Precisely because not many daddy-mommy-children arrangements along Reagan's line of thinking exist any longer, Republican Party ideology would not be sullied by an affirmation of the ERA. In fact, often forgotten in the current polarization is the GOP's traditional support of the Amendment and its spirit of human worth shared equally. Republican Congressmen were the first to introduce it, in 1923. The Republican Party was the first to call for it in a platform, in 1940. Since then, the Republican Convention has failed to approve it only three times, in '64, '68, and '80. The Democrats have affirmed it only four times in the same period.

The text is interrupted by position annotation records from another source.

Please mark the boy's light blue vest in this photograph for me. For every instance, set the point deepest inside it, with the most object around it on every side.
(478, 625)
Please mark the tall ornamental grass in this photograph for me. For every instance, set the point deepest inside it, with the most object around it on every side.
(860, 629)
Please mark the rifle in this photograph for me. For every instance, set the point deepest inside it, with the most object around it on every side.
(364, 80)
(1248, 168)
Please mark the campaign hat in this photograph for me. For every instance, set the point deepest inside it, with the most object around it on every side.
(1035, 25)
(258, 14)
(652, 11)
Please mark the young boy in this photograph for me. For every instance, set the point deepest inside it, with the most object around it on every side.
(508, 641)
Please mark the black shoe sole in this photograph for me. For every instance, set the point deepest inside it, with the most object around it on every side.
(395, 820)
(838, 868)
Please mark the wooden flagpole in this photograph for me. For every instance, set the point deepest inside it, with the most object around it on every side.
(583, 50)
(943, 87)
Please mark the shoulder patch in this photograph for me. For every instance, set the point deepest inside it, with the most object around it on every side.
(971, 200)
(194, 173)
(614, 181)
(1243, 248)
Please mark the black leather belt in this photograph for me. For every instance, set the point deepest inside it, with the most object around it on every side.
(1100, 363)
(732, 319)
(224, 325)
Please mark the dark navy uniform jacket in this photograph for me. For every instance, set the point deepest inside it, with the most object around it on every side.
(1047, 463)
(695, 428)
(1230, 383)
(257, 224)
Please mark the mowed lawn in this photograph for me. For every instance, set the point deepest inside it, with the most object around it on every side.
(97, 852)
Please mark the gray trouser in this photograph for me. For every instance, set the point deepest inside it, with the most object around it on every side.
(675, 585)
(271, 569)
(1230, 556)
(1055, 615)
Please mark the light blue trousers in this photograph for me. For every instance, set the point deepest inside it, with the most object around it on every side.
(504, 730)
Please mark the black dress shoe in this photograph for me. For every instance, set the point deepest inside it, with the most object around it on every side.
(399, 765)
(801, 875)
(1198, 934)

One of the Republicans' truly concrete objections--that women would be subject to a draft--could be solved by continuation of the current policy of non-combat designation for women in the volunteer military. Under an ERA, women probably would, and certainly should, be subject to a draft. Defending one's country is neither a feminine nor a masculine issue. It is simply a duty that should be shared equally by all, and excluding women from combat positions would not harm that spirit in the slightest.
We are left, then, with some sobering thoughts, and a clear-cut "male vs. female, Republican vs. Democrats' choice at all. Some Reagan initiatives have specifically benefited most women; a reduction of the "marriage penalty," an increase in child care tax credits, provisions for improved collection of a child support payments, and a proposed increase in the amount homemakers may contribute to tax-free IRA. It is indeed unfortunate that, in the process of carrying out as much of his ideological program as he can, Mr. Reagan has managed to hurt poor women and minorities disproportionately. Even extreme liberals must acknowledge that the primary reason for this lies in socioeconomic trends and changes far beyond the full control of any liberal democracy. But by the same token Mr. Reagan's failure to see these realities at all constitute a corresponding failure of the very same liberal democracy, and this will be an enduring problem for whoever sits in the Oval Office in 1985.
In fact, "gender gap" itself might be too narrowly defined. Women are apparently objecting to whole parts of Reagan's program, and not merely to specifically "feminist" areas. Should the Democrats necessarily see this in their favor? Or should both parties realize that women are now exerting an entirely new form of political strength, a form which might batter a male Democratic President just as harshly as a Republican, and which might move the entire political spectrum bodily leftward? If so, then a true feminist revolution may have started in 1980, when women voted significantly different from men for the first time. Perhaps the real gap may be found in other numbers--only 24 women in Congress; three Cabinet secretaries; 8.7 percent of the nation's mayors; 13.3 percent in state legislatures; about 15 percent of town and council posts; and just one governor. This is where the "gap" truly lies, and this is why it's somewhat premature to consider any American woman for Vice President in '84. When this grass roots "gap" finally starts to close (and it looks like it will close going from right to left), American politics will never be the same, and women will come into their own.